C. Asal dan Peranan Filsafat: (Surajiyo: 16 – 18)

1. Asal

Tiga hal yang mendorong manusia untuk “berfilsafat” sbb :

1) Keheranan. Banyak filsuf menunjukkan rasa heran (Yunani : thaumasia)


sebagai asal filsafat. Plato mengatakan: “Mata kita memberi pengamatan
bintang-bintang, matahari, dan langit. Pengamatan ini memberi dorongan
untuk menyelidiki. Dari penyelidikan ini berasal filsafat”.
2) Kesangsian. Filsuf-filsuf lain seperti Augustinus (354 – 430 M) dan Rene
Descartes (1596 – 1650 M) menunjukan kesangsian (ragu-ragu) sebagai
sumber utama pemikiran. Manusia heran, tetapi kemudian ia ragu-ragu dan
berpikir untuk mencari kebenaran.
3) Kesadaran akan keterbatasan. Manusia mulai berfilsafat jika ia menyadari
bahwa dirinya sangat kecil, terbatas dan lemah, terutama bila dibandingkan
dengan alam sekelilingnya.
4) Kesadaran akan keterbatasannya ini mendorong manusia untuk memikirkan
bahwa di luar manusia yang terbatas tersebut, pasti ada sesuatu yang tidak
terbatas, sehingga ia mulai berfilsafat.

2. Peranan

Filsafat telah memerankan sedikitnya tiga peranan dalam sejarah pemikiran manusia
sbb :

1) Pendobrak. Berabad-abad lamanya, intelektualitas manusia tertawan dalam


penjara tradisi dan kebiasaan. Dalam penjara itu, manusia terlena dengan
alam mistik yang penuh sesak dengan hal-hal yang serba rahasia yang
terungkap lewat berbagai mitos. Manusia menerima begitu saja segala
penuturan mitos dan takhyul tanpa mempersoalkannya lebih lanjut. Kehadiran
filsafat telah mendobrak pintu dan tembok tradisi (mitos) yang begitu sakral
dan tidak boleh diganggu-gugat tersebut.
2) Pembebas. Filsafat bukan sekedar mendobrak pintu penjara tradisi dan
kebiasaan yang penuh dengan mitos itu, melainkan juga merenggut manusia
keluar dari dalam penjara itu. filsafat membebaskan manusia dari
ketidaktahuan dan kebodohannya. Filsafat membebaskan manusia dari
belenggu cara berpikir mistis. Filsafat membebaskan manusia dari segala
jenis “penjara” yang hendak mempersempit ruang gerak akal-budi manusia.
3) Pembimbing. Filafat tidak hanya membebaskan manusia dari cara berpikir
yang mistis, tetapi juga membimbing manusia untuk berpikir secara rasional.
Filsafat selain membebaskan manusia dari cara berpikir yang picik, dangkal,
tidak teratur dan tidak jernih, tidak utuh dan fragmentaris, juga membimbing
manusia untuk membimbing manusia untuk berpikir secara luas dan
mendalam, sistematis dan logis, integral dan koheren.

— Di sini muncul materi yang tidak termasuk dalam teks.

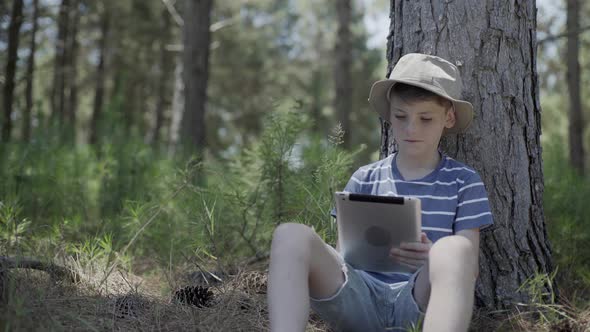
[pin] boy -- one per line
(421, 102)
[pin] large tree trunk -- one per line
(342, 69)
(30, 75)
(493, 44)
(576, 123)
(59, 69)
(197, 36)
(100, 78)
(13, 38)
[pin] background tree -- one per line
(493, 44)
(60, 82)
(100, 77)
(197, 36)
(576, 120)
(342, 68)
(30, 73)
(11, 62)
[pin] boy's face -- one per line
(418, 125)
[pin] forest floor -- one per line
(114, 300)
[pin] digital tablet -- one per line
(369, 226)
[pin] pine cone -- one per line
(198, 296)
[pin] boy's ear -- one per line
(450, 118)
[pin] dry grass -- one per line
(126, 302)
(122, 301)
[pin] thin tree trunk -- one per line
(576, 122)
(342, 69)
(72, 77)
(100, 78)
(493, 43)
(177, 107)
(167, 68)
(30, 75)
(13, 38)
(59, 72)
(197, 37)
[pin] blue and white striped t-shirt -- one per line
(453, 197)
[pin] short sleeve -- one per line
(352, 187)
(473, 207)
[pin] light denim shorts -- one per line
(366, 304)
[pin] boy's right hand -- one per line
(412, 254)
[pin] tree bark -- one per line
(16, 21)
(177, 107)
(72, 73)
(197, 35)
(342, 69)
(166, 68)
(576, 122)
(59, 71)
(30, 75)
(494, 46)
(100, 78)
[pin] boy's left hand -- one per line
(412, 254)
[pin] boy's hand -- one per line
(412, 254)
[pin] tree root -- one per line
(56, 272)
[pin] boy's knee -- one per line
(291, 237)
(453, 258)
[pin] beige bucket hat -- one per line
(428, 72)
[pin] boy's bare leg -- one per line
(450, 293)
(300, 266)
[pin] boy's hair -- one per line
(410, 93)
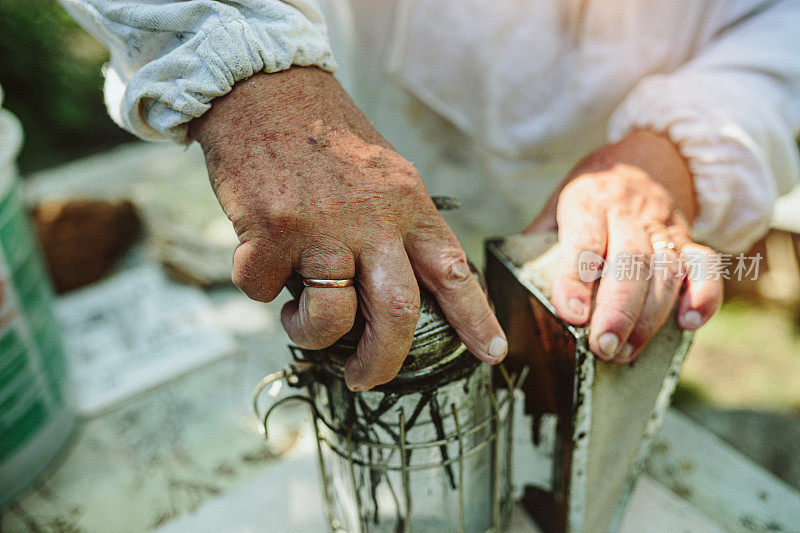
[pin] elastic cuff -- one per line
(167, 93)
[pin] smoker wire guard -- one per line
(300, 375)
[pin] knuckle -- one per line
(329, 320)
(402, 306)
(282, 216)
(584, 241)
(452, 270)
(621, 318)
(481, 320)
(249, 286)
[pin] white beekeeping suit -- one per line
(495, 100)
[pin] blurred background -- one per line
(742, 377)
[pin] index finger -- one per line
(389, 300)
(582, 238)
(441, 265)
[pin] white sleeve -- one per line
(170, 58)
(734, 112)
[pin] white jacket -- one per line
(530, 87)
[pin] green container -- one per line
(36, 418)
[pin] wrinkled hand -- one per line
(618, 203)
(312, 187)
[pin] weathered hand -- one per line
(618, 203)
(312, 187)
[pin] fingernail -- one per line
(576, 306)
(498, 347)
(608, 345)
(626, 352)
(692, 320)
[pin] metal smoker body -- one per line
(428, 451)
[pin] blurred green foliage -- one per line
(50, 73)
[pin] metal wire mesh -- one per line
(434, 459)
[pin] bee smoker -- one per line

D. Kegunaan Filsafat: (Surajiyo: 18 -19)

Umumnya, belajar filsafat semakin menjadikan orang mampu untuk menangani


berbagai pertanyaan mendasar manusia yang tidak terelakan. Filsafat membantu untuk
menadalami berbagai pertanyaan asasi manusia tentang makna realitas dan lingkup
tanggung jawabnya. Kemampuan itu dipelajari dari dua jalur:

1) secara sistematik. Artinya, filsafat menawar berbagai metode mutakhir untuk


menangani masalah-masalah mendalam manusia, tentang hakikat kebenaran
dan pengetahuan, baik biasa maupun ilmiah, tentang tanggung jawab dan
keadilan, dan sebagainya.
2) secara historis atau sejarah filsafat. Artinya belajar untuk mendalami,
menanggapi, serta belajar dari jawaban- jawaban yang sampai sekarang
ditawarkan oleh para pemikir dan filsuf terkemuka.

E. Jenis Filsafat: (Basman: 14)

Filsafat sebagai objek pemikiran, mengandung dua sisi penting, yaitu sisi fungsi dan
artinya bagi manusia. Sisi fungsi menunjuk pada filsafat hidup, dan sisi arti menunjuk
pada filsafat akademik.

1) Filsafat hidup (way of life) atau pedoman hidup yang kemudian membentuk cara
hidup yang mendasarkan diri pada suatu paham untuk mencapai tujuan hidup
(fungsi). Yang menjadi dasar atau sumber dari filsafat hidup ini adalah paham
atau aliran-aliran yang bersumber dari agama, kepercayaan- kepercayaan dan
adat istiadat yang berlaku dan hidup dalam masyarakat.
2) Filsafat akademik. Berbeda dengan filsafat hidup, filsafat akademik mempelajari
objek menurut cara pandang, metode dan sistem tertentu untuk mendapatkan
kebenaran yang dapat dipertanggungjawabkan. Yang menjadi sasaran filsafat
akademik adalah pengetahuan hakiki mengenai hal atau barang sesuatu (arti).
MATERI 3 : MEMAHAMI FILSAFAT ILMU

A. Pengertian Filsafat Ilmu (Mustansyir dan Munir: 49)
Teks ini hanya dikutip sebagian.